La dirigenza palestinese ha dimostrato di essere incapace a fronteggiare la drammatica evoluzione che ha avuto la causa palestinese in questo ultimo anno. Infatti, Abu Mazen in questi mesi ha girato in lungo e largo per mezzo mondo, è andato anche all’Onu a condannare la decisione di Trump e a richiedere la convocazione di una conferenza internazionale senza ottenere però nulla se non strette di mano e sorrisi di circostanza.

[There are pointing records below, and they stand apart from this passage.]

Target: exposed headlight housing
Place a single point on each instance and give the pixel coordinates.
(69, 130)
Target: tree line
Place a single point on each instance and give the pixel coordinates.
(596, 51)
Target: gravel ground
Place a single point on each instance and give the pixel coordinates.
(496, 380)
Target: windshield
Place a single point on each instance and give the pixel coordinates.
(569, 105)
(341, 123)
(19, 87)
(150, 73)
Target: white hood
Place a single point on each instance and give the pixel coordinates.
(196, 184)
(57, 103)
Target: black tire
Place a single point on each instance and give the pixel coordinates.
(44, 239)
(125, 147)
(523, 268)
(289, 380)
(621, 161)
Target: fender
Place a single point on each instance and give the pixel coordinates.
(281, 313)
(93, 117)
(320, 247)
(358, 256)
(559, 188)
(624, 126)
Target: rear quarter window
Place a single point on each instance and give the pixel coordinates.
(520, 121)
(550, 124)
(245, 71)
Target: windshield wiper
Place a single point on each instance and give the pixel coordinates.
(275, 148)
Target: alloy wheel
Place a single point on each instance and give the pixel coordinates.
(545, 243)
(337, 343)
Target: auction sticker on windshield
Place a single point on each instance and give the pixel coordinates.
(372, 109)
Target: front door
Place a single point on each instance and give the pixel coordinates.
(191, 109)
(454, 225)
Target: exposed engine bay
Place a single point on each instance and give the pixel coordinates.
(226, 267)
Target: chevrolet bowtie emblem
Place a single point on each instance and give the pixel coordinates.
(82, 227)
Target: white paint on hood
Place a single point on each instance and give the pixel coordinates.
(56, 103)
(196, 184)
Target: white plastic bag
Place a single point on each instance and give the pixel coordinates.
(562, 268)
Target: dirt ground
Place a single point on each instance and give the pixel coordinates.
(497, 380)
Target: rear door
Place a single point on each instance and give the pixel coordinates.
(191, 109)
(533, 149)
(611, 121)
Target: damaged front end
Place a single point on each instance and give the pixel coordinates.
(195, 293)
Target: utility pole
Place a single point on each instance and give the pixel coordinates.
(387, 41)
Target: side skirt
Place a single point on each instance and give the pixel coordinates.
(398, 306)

Ecco perché di fronte alla quotidiana drammatica conta di morti e feriti palestinesi, ai quotidiani soprusi e alle continue sistematiche violazioni dei più elementari diritti umani, noi che ancora riusciamo ad indignarci di fronte a tutto ciò non possiamo stare in silenzio ma ora non basta solo esprimere la nostra indignazione dobbiamo reagire, abbiamo il dovere di reagire …
Oggi più che mai c’è la necessità di costruire una solidarietà internazionale forte per tutelare quel poco che rimane dei diritti del popolo palestinese che nonostante sia consapevole di essere più che mai solo a combattere contro la continua occupazione israeliana e l’oramai sistematica aggressione dell’amministrazione americana che con Trump sta cercando di smantellare i diritti inalienabili e le tutele giuridiche riconosciute ai palestinesi da organismi internazionali, continua appunto a lottare per difendere la sua dignità di popolo fiero e forte.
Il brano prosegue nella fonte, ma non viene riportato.